The move to integrate solar panel inverter data is one of many integration challenges Tendril is hashing out with its new partner, General Electric, Tuck added (see GE, Tendril Team Up on Smart Home Technology).
GE plans to integrate Tendril's TREE platform, now being piloted by about 30 utilities, with its upcoming line of home energy management devices and its proposed line of "smart" appliances (see GE's Smart Appliances: Smarter With GE Home Energy Manager).
GE wants to offer homebuilders the hardware and systems to make "net zero energy" homes, or houses that make more energy than they use, through a combination of renewable power sources like solar panels or wind turbines and a host of energy efficiency and smart home systems that can turn down power use (see GE Unveils Net Zero Energy Home Strategy).
In announcing the plan on Tuesday, Steve Fludder, vice president of GE's Ecomagination division, gave the example of a home outfitted with a 3-kilowatt solar panel array on its roof that, combined with GE's smart appliances and home energy management system, could make more energy than it uses over the course of an average year.

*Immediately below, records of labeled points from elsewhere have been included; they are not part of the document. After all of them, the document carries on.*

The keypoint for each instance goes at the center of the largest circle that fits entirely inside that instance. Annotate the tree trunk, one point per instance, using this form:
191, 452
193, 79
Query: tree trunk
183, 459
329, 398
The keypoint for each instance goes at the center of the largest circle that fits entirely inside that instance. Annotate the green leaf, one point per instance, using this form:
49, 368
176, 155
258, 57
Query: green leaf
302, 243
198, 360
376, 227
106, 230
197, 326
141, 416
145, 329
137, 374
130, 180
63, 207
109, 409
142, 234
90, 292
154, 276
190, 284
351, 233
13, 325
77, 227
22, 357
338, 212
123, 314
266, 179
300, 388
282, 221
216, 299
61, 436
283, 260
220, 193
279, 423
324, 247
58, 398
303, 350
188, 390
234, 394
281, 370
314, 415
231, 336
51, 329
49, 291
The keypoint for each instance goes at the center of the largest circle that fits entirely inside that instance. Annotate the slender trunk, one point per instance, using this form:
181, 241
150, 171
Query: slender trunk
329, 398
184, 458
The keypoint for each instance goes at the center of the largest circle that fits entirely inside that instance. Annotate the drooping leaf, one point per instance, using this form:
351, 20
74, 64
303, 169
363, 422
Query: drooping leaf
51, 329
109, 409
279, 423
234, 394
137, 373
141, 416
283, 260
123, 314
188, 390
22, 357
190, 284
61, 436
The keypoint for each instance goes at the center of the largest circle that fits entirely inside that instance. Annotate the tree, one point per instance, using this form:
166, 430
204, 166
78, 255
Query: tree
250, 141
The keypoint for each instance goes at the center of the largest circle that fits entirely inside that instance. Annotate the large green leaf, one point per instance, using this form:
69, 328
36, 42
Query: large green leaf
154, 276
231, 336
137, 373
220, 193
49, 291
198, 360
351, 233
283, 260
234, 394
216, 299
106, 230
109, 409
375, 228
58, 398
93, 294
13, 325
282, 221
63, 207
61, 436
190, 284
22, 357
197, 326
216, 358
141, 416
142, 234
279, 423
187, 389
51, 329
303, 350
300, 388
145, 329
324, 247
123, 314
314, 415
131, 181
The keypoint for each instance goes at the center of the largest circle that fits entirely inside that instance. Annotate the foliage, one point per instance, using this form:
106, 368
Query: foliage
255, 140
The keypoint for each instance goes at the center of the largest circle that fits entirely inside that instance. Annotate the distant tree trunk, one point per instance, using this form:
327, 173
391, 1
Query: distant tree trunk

It would make sense to have data from that solar panel integrated into an overall home energy management system, of course. That opens up the possibility of such things as having appliances turn on when the sun is shining and solar panels are producing power - or, perhaps, turning off appliances at those times to sell power back to the utility at a tidy profit.
Of course, the latter will depend on smart meters or other systems that allow two-way communication of energy use information, pricing signals and other such data between the utility and its customers.